- The Washington Times - Sunday, May 16, 2004

More consumers are likely to give their cell phone company the boot.

Last November people in the nation’s biggest cities gained the right to switch their wireless carrier but keep their coveted cell phone number. Consumers in the rest of the country will have the same opportunity beginning next week.

“We have every reason to think consumers in smaller markets will want to take advantage of the same opportunity that consumers in large markets have,” Federal Communications Commission spokeswoman Lauren Patrich said.

The policy — called wireless number portability — is intended to promote competition.

The FCC said last week 2.6 million of the 163 million U.S. consumers who subscribe to cell phone service have moved their telephone number between wireless carriers or moved their home number from a standard phone to a wireless device since Nov. 24, when the policy took effect in the nation’s top 100 markets.

In April alone, 612,000 consumers switched wireless carriers but kept their telephone number and 48,000 moved their home telephone number to a wireless phone.

It is not clear how many people will switch cell phone companies or dump their local phone provider when rural consumers can make the change beginning May 24, but analysts and people in the industry predict few will make a switch.

Steve Largent, the former Oklahoma congressman who is president and chief executive of the Cellular Telecommunications and Internet Association, a trade association, said he expects small wireless carriers will get 20 to 40 requests a month from subscribers who want to change providers.

“People who have smaller carriers tend to be more satisfied with them than people with the big carriers,” said Charles Golvin, principal analyst with technology industry research firm Forrester Research.

That is due in large part to the absence of aggressive marketing by cell phone companies in rural areas, he said.

Rural cell-phone service is dominated by a group of about 150 companies that have from 1,000 to 500,000 subscribers each.

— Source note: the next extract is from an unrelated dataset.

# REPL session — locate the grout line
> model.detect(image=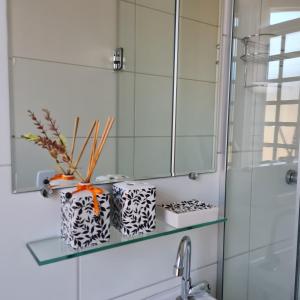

There is little concern they will lose customers to large carriers like Verizon Wireless, the nation’s largest wireless carrier, said Tim Raven, executive director of the Rural Cellular Association in Austin, Texas.

“We look at it as an opportunity rather than a threat,” he said. “There still are opportunities for small companies and there still are areas the larger companies don’t want to serve.”

Rural consumers who do switch carriers could face substantial delays.

The FCC has said wireless companies should complete a subscriber’s request to change carriers within 2 hours, but it could take days because some rural carriers aren’t able to transfer accounts from one company to another electronically.

Some companies will make the changes manually, said Janee Briesemeister, senior policy analyst at Consumers Union, publisher of Consumer Reports.

“We expect that with manual procedures, consumers can expect to wait several days for a transfer and we expect a lot more errors,” said Ms. Briesemeister, who manages the Web site EscapeCellHell.org.

Terry Addington, president of First Cellular of Southern Illinois, said his company already has started switching some customers who want to drop their landline service at home and replace it with wireless service, but the transition took as many as 10 days.

Some consumers won’t get the chance to change carriers immediately.

About 900 small local phone companies have asked state public utility commissions throughout the country for more time before they transfer consumer accounts to another carrier. Those delays could mean it will take months before consumers in all the nation’s rural areas can dump their carrier.

“We lobbied against [the requests],” Mr. Largent said. “But to no avail.”

Just one phone company in Virginia has asked for a temporary exemption from the policy. Peoples Mutual Telephone Co., a Gretna, Va., firm with 7,900 subscribers, asked state regulators for more time before it must meet a subscriber’s request to drop service.

No phone companies in Maryland have asked for more time.